The world versus Excel
If I asked you what software product is the most indispensable to the global economy, what would your answer be? My hunch is that it's Excel, the Microsoft spreadsheet app that has been around longer than the modern internet -- and, let's be clear, has been shipping longer than your scribe has been alive.
Why? Because so very many companies execute business processes inside of Excel (or Sheets, these days) that it's effectively a multitool for business. But as anyone who has actually tried to use a multi-ool to, say, put together anything with more than one screw can attest, it's often better to build something use-case-specific if you want to move more quickly.
Enter Peakflo in the Southeast Asian market, where it is taking on the spreadsheet tools that many businesses use to record their payments and outgoing invoices. The CFO suite used to be a Microsoft Office license, I suppose. Things have changed.
Chauhan estimated that 99% of his company's customers come from Excel-like environments, meaning that as Peakflo grows, it essentially acts as a barometer for the pace of digital transformation in its target market.
Like Bill.com, Peakflo lets companies pay bills and send invoices. In product terms, Peakflo is a collection of services, per Chauhan, including accounts receivable (money in), accounts payable (money out), a payment layer and an integration layer, linking the service to accounting software and some enterprise resource planning. All that takes work to build and maintain, meaning that Peakflo is -- you guessed it -- using its new capital to hire.
How much money has the startup raised? Chauhan said it raised "almost" $1 million back when it was founded in 2021, and another $500,000 from Y Combinator during that period of its life. The rest of the $4.1 million that Peakflow has raised to date came later, in a round that closed a few weeks back. Picking from its investor list, apart from its accelerator backing, Peakflo has attracted capital from Rebel Fund, Soma Capital, Amino Capital and others, including a handful of individually active investors, aka angel investors.

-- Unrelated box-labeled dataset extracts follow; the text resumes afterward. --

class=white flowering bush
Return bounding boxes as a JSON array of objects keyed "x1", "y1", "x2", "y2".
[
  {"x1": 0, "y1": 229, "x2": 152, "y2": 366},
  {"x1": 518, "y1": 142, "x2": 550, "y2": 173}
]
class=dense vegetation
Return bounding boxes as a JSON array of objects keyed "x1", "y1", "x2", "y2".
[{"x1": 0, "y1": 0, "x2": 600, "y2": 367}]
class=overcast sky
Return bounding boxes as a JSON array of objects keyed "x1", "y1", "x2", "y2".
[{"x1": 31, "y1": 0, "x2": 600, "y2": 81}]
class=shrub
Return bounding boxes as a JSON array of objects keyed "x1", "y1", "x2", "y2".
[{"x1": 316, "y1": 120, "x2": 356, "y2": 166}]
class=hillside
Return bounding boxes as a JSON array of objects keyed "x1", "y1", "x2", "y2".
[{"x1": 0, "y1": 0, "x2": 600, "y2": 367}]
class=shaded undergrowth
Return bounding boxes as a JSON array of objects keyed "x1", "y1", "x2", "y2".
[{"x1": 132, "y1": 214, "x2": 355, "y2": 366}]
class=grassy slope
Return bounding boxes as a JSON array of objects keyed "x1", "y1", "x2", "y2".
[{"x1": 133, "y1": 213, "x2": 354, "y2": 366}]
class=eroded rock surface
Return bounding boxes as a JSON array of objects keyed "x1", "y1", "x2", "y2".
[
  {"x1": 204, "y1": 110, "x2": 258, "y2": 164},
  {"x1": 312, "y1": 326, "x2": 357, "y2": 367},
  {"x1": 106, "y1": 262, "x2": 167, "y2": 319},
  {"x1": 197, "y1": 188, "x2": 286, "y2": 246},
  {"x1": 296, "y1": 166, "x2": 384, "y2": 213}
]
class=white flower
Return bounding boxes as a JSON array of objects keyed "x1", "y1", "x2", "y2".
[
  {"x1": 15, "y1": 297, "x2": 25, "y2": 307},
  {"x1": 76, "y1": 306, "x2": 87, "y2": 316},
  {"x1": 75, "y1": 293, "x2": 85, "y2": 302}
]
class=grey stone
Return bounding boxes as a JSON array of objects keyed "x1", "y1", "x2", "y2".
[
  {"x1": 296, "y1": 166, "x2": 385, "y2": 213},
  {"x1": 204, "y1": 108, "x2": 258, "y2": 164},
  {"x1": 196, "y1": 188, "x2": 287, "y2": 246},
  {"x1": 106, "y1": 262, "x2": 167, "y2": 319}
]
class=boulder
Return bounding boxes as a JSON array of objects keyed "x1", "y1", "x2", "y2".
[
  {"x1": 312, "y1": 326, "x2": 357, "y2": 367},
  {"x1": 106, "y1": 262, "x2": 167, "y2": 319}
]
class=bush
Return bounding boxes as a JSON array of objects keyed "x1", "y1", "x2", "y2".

Why are so many different investors putting capital into a startup that is building in a sector that has seen its valuation profile diminished in recent months? Growth, I reckon. According to Chauhan, since its Y Combinator era, Peakflo has added between 10 and 15 customers per month, now counting more than 50. With a recently expanded sales function, the company wants to hit 100 in the next month and reach $1 million in annual recurring revenue (ARR) in early 2023.
With fresh capital, a hiring plan, and a big market to attack, we have set a countdown to that ARR threshold.
Before we go, a little bit more on pricing and margins. You may have noted above that we mentioned a payment layer. If you have been watching the SaaS market over the last few years, your ears should have perked up a bit at that point. Is Peakflo set to grow not only on its software incomes but also due to transaction volume? The model has been popular after all.
The answer, as best as I can tell, is kinda. Per the startup's CEO, the company can drive gross margins of around 85% on its software products, but something more akin to 40% in the payments space. As Peakflo scales its software cost based on payment volume, it scales twice off of more customer activity, but its gross margin differential lays bare why software is such a valuable business category.
More when Peakflo hits seven-figure ARR.